Gilley writes: “The particular violation in this case, as Fowler taught, is using the participle ‘having’ as a noun (a verbal noun or gerund) without modifying ‘women’ to its adjectival form ‘women’s’.” He makes two significant errors in this sentence. First, he’s confusing lexical category (noun, verb, adjective and so on, known by traditional grammarians as parts of speech) with grammatical function (subject, direct object, adjunct and so on). Something either is a noun or it isn’t: its use is something else, a relational concept that depends on the other constituents of the phrase, clause, or sentence.

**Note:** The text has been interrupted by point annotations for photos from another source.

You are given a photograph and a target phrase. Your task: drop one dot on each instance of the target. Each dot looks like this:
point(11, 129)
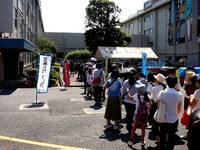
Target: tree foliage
point(101, 21)
point(47, 46)
point(78, 54)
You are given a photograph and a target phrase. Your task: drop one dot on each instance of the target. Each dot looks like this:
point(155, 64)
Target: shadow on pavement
point(111, 135)
point(7, 91)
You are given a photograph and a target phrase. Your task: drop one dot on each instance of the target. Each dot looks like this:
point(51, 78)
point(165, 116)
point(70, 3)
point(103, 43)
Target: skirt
point(113, 109)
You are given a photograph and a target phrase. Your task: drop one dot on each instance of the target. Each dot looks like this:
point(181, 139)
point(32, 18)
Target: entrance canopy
point(124, 52)
point(20, 44)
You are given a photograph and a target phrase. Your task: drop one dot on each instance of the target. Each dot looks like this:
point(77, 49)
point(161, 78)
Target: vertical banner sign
point(198, 7)
point(189, 20)
point(43, 73)
point(107, 64)
point(144, 64)
point(66, 74)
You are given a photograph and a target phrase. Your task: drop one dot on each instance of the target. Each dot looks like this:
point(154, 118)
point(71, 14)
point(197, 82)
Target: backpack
point(142, 112)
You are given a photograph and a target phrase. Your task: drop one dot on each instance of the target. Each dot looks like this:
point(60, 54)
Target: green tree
point(79, 54)
point(101, 21)
point(47, 46)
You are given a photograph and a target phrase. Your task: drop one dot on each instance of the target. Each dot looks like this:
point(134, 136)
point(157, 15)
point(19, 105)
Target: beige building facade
point(67, 42)
point(20, 27)
point(170, 28)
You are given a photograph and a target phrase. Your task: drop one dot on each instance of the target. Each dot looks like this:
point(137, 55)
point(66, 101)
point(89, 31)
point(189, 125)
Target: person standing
point(160, 79)
point(172, 99)
point(129, 104)
point(189, 87)
point(195, 103)
point(141, 112)
point(113, 107)
point(99, 85)
point(90, 77)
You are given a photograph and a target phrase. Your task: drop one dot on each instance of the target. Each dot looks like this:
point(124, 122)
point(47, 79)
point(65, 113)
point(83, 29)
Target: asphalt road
point(64, 125)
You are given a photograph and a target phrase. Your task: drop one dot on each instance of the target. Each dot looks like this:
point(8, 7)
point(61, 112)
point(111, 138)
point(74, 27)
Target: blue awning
point(21, 44)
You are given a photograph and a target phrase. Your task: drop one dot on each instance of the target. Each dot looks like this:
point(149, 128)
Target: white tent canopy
point(124, 52)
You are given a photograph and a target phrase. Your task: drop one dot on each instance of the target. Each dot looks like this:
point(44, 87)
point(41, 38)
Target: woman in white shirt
point(90, 78)
point(160, 79)
point(195, 104)
point(172, 100)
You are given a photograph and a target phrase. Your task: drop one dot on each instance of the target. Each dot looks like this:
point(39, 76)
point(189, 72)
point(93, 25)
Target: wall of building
point(67, 41)
point(6, 16)
point(1, 65)
point(159, 36)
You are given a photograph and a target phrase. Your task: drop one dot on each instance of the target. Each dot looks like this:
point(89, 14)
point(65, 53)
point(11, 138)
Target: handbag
point(186, 116)
point(159, 115)
point(123, 96)
point(97, 80)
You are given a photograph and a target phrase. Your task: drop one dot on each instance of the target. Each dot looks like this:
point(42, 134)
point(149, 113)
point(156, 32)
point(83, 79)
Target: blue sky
point(69, 15)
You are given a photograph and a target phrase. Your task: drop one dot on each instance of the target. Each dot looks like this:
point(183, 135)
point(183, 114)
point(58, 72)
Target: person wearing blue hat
point(141, 112)
point(129, 104)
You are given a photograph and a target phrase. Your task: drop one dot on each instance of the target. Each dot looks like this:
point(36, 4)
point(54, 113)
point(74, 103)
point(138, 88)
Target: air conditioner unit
point(23, 20)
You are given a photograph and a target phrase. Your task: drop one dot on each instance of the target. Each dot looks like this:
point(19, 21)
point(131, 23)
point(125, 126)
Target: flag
point(66, 74)
point(43, 73)
point(144, 64)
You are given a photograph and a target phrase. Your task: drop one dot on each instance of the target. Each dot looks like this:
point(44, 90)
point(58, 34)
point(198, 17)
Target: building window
point(150, 17)
point(20, 26)
point(151, 44)
point(21, 5)
point(15, 17)
point(147, 4)
point(148, 31)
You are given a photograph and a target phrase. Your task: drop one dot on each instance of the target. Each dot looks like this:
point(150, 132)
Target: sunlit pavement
point(70, 121)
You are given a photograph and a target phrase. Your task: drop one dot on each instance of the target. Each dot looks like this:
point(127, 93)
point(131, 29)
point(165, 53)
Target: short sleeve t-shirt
point(197, 97)
point(171, 99)
point(114, 89)
point(135, 98)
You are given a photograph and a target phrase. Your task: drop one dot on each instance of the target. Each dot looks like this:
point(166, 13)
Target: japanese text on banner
point(43, 73)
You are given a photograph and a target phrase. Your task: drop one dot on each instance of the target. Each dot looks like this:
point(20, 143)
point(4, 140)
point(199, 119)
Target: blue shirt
point(114, 89)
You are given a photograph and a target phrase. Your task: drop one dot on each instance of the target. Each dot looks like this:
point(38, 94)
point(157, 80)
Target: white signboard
point(43, 73)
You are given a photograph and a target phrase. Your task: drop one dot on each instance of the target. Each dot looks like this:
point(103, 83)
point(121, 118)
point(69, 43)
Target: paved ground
point(69, 121)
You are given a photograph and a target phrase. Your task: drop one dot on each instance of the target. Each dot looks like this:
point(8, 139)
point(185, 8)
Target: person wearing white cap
point(129, 104)
point(141, 112)
point(160, 79)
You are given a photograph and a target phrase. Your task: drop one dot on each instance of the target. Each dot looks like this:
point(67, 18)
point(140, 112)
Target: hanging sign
point(43, 73)
point(66, 73)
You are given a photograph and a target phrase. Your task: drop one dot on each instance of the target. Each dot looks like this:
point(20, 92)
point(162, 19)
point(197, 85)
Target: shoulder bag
point(159, 115)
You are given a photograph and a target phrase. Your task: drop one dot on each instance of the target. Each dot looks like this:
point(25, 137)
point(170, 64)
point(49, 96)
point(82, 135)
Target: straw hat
point(141, 87)
point(190, 74)
point(160, 78)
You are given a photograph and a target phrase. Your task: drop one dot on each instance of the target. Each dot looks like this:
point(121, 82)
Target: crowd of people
point(142, 97)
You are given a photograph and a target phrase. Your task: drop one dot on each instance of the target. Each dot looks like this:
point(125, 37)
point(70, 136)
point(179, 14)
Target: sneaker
point(108, 126)
point(116, 127)
point(130, 143)
point(143, 143)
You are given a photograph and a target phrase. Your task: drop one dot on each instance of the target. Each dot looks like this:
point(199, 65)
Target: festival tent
point(124, 53)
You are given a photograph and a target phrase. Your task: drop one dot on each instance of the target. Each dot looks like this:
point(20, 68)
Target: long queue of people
point(142, 98)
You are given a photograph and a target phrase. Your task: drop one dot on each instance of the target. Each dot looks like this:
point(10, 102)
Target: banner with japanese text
point(144, 64)
point(43, 73)
point(66, 73)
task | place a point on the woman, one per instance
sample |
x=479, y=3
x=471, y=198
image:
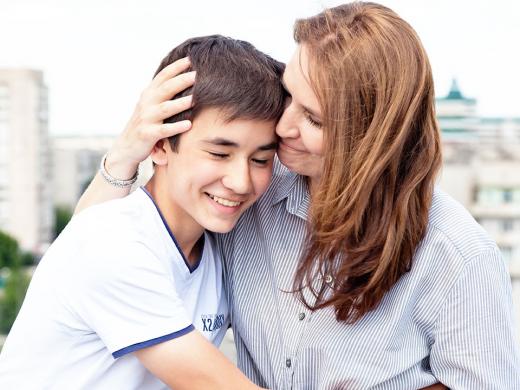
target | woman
x=352, y=271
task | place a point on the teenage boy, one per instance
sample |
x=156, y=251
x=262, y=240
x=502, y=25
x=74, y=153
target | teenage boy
x=130, y=293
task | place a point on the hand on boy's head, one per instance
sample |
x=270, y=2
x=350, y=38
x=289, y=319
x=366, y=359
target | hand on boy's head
x=146, y=126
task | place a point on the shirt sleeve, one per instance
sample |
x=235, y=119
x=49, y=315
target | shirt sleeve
x=475, y=345
x=127, y=297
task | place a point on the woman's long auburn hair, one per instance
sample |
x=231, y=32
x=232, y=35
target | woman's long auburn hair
x=382, y=153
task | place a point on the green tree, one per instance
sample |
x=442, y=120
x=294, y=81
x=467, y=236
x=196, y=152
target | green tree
x=10, y=254
x=12, y=297
x=63, y=215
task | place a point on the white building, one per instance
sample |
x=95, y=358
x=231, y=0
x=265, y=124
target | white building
x=75, y=161
x=25, y=194
x=482, y=171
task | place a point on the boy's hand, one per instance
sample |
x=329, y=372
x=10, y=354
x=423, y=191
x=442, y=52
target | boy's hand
x=146, y=126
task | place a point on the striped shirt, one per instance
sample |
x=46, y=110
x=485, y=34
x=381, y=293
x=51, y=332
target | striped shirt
x=449, y=319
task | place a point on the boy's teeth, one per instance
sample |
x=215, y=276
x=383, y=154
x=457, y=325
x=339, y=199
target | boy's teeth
x=224, y=202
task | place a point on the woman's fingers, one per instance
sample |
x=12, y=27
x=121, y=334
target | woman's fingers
x=173, y=86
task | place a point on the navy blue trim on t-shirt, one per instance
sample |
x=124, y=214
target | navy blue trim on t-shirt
x=149, y=343
x=197, y=263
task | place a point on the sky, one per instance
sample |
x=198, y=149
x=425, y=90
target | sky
x=98, y=55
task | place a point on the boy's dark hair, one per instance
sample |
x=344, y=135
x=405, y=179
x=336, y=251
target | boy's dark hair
x=232, y=75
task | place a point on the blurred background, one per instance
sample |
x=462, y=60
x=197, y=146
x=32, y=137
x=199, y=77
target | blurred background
x=71, y=72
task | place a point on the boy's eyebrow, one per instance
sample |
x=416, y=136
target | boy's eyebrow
x=226, y=142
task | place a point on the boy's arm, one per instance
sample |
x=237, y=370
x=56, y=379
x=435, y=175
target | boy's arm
x=192, y=362
x=143, y=130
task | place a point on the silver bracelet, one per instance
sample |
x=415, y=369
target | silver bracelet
x=112, y=180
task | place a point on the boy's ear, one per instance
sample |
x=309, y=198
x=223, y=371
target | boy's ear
x=159, y=153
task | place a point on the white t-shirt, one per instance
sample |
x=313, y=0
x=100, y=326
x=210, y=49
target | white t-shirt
x=113, y=282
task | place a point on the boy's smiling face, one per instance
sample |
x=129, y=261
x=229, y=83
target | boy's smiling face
x=218, y=170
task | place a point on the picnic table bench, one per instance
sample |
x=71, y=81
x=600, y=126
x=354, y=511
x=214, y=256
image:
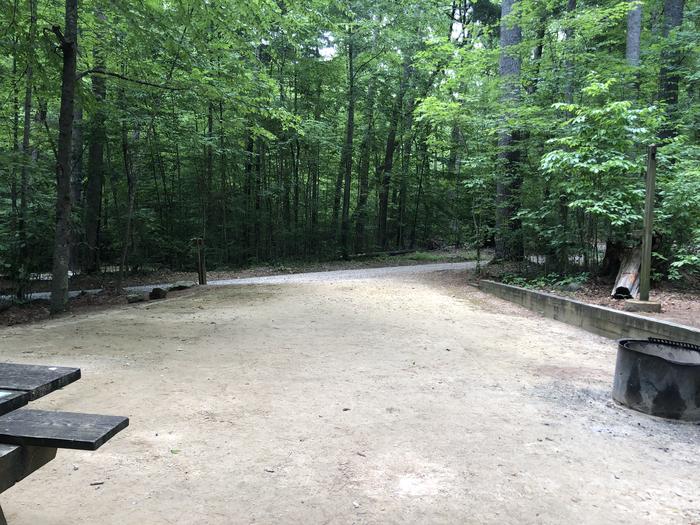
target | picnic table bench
x=29, y=438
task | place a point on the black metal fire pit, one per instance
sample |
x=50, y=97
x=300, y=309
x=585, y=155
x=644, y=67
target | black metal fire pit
x=659, y=377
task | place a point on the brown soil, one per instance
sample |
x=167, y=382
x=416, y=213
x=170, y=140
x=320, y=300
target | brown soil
x=680, y=302
x=411, y=399
x=109, y=280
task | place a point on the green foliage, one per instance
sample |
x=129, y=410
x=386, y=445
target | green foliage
x=232, y=117
x=547, y=281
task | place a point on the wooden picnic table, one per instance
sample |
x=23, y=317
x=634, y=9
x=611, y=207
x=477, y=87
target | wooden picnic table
x=29, y=439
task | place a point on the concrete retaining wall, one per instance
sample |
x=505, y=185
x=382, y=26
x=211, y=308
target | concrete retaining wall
x=597, y=319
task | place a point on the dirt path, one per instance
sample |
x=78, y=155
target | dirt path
x=306, y=277
x=405, y=399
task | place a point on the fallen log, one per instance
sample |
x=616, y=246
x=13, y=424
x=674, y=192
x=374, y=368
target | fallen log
x=380, y=254
x=627, y=282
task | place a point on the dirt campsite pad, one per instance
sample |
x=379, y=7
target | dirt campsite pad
x=399, y=398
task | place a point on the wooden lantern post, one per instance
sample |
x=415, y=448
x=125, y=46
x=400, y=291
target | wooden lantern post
x=201, y=261
x=645, y=275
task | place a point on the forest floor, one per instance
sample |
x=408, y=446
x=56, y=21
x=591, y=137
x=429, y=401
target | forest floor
x=103, y=294
x=404, y=398
x=680, y=302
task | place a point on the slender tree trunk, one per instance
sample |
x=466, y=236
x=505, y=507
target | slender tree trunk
x=405, y=171
x=69, y=47
x=27, y=161
x=669, y=76
x=363, y=171
x=634, y=34
x=387, y=167
x=76, y=182
x=95, y=175
x=508, y=245
x=346, y=156
x=131, y=195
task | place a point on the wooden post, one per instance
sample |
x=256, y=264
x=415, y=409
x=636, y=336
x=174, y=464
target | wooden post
x=201, y=262
x=645, y=276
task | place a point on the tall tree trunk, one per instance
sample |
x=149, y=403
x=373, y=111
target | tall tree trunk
x=131, y=195
x=95, y=175
x=386, y=168
x=27, y=161
x=569, y=66
x=407, y=148
x=69, y=47
x=634, y=34
x=363, y=170
x=76, y=181
x=670, y=65
x=346, y=155
x=508, y=245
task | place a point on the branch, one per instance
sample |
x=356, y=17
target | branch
x=98, y=71
x=367, y=62
x=56, y=30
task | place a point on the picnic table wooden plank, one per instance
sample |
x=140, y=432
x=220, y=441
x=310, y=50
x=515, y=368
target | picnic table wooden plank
x=12, y=400
x=59, y=429
x=36, y=380
x=16, y=463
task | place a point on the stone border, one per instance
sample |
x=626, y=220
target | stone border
x=597, y=319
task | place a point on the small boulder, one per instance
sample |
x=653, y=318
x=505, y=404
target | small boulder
x=158, y=293
x=181, y=285
x=135, y=298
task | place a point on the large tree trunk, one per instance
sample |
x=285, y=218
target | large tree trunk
x=95, y=175
x=388, y=165
x=569, y=66
x=670, y=62
x=69, y=47
x=346, y=156
x=27, y=160
x=634, y=34
x=363, y=171
x=508, y=244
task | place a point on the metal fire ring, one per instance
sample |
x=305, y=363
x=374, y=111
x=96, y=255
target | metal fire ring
x=659, y=377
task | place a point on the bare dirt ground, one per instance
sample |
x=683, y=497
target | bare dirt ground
x=396, y=399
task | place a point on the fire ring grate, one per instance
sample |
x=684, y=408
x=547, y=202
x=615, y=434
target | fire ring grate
x=659, y=377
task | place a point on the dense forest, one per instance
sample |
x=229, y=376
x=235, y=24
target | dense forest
x=280, y=129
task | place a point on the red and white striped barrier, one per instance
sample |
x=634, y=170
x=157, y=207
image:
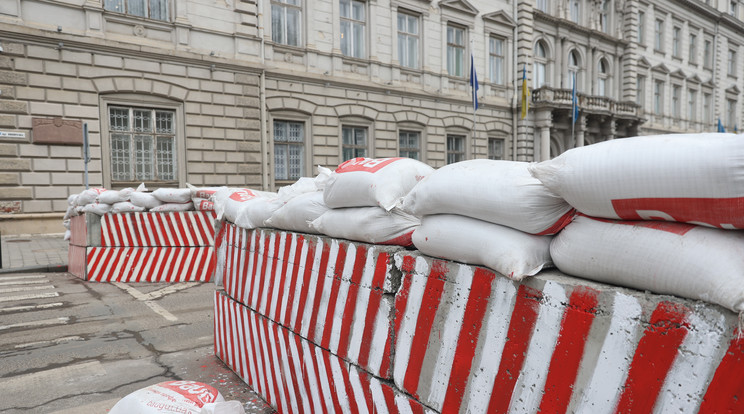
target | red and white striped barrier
x=468, y=340
x=172, y=229
x=335, y=293
x=294, y=375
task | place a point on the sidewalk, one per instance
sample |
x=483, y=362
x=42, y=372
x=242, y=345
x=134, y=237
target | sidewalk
x=33, y=252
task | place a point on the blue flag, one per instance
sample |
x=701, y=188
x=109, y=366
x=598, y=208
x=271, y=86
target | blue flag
x=474, y=82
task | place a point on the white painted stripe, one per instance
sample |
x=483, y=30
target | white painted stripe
x=356, y=386
x=288, y=275
x=343, y=292
x=496, y=324
x=408, y=323
x=327, y=280
x=360, y=310
x=450, y=333
x=609, y=372
x=62, y=320
x=378, y=397
x=310, y=301
x=688, y=378
x=32, y=307
x=531, y=381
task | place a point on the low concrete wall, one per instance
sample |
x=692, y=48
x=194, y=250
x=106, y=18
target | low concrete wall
x=465, y=339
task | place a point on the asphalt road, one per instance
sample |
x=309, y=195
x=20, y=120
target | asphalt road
x=71, y=346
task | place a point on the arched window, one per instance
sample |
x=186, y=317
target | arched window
x=541, y=65
x=603, y=78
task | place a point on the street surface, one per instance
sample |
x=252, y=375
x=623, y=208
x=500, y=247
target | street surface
x=70, y=346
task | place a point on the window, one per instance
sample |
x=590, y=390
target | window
x=676, y=34
x=455, y=148
x=658, y=97
x=676, y=91
x=541, y=65
x=707, y=53
x=409, y=144
x=659, y=34
x=151, y=9
x=286, y=22
x=143, y=146
x=495, y=148
x=604, y=16
x=732, y=62
x=455, y=51
x=641, y=26
x=693, y=49
x=353, y=26
x=574, y=10
x=354, y=142
x=289, y=150
x=496, y=59
x=408, y=40
x=603, y=79
x=691, y=105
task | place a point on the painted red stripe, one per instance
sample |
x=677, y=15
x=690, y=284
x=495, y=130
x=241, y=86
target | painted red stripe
x=725, y=393
x=521, y=326
x=569, y=349
x=429, y=305
x=653, y=357
x=315, y=304
x=304, y=283
x=373, y=307
x=467, y=342
x=300, y=242
x=351, y=299
x=333, y=297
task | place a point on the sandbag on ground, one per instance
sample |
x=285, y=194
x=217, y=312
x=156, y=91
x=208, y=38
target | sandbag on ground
x=692, y=178
x=512, y=253
x=500, y=192
x=668, y=258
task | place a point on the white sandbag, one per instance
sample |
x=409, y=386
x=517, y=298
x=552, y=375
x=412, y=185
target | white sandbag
x=500, y=192
x=126, y=207
x=228, y=200
x=173, y=195
x=145, y=200
x=113, y=196
x=512, y=253
x=368, y=224
x=186, y=397
x=97, y=208
x=379, y=182
x=667, y=258
x=202, y=204
x=88, y=196
x=298, y=212
x=692, y=178
x=166, y=207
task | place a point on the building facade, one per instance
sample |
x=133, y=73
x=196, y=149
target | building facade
x=256, y=93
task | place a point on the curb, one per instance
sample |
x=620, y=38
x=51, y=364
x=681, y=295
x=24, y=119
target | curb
x=51, y=268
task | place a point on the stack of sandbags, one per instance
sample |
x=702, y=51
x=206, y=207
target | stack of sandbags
x=364, y=195
x=639, y=190
x=486, y=212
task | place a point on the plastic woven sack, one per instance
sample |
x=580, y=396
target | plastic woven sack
x=500, y=192
x=692, y=178
x=512, y=253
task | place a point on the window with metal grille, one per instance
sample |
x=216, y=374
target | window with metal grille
x=286, y=22
x=353, y=27
x=143, y=146
x=150, y=9
x=354, y=142
x=289, y=150
x=409, y=144
x=455, y=148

Here’s an example: “Medicine” is a noun, and in the clause “the medicine tastes disgusting,” the noun phrase “the medicine” functions as the grammatical subject. In the clause “the medicine cabinet is open,” it’s still a noun but its function is different: it’s modifying another noun, “cabinet” (in technical language, it’s functioning as pre-head modifier in the noun phrase “the medicine cabinet”).

This is relevant to Gilley’s second mistake (in which he repeats Fowler, but it’s still a mistake): “women’s” is not an adjectival form. It’s a straightforward genitive noun phrase.

It may seem finicky to pick up Gilley on these points but I think it’s justified. I’ve encountered many people in the worlds of letters, journalism, and academia—some of whom have written books on the theme—who loudly defend “correct English” while being noticeably hazy on the nuts and bolts of the language. I’ve long believed, and have written my own book arguing this case, that it would be better to improve the general level of grammatical education than lament the way native English speakers use their own language.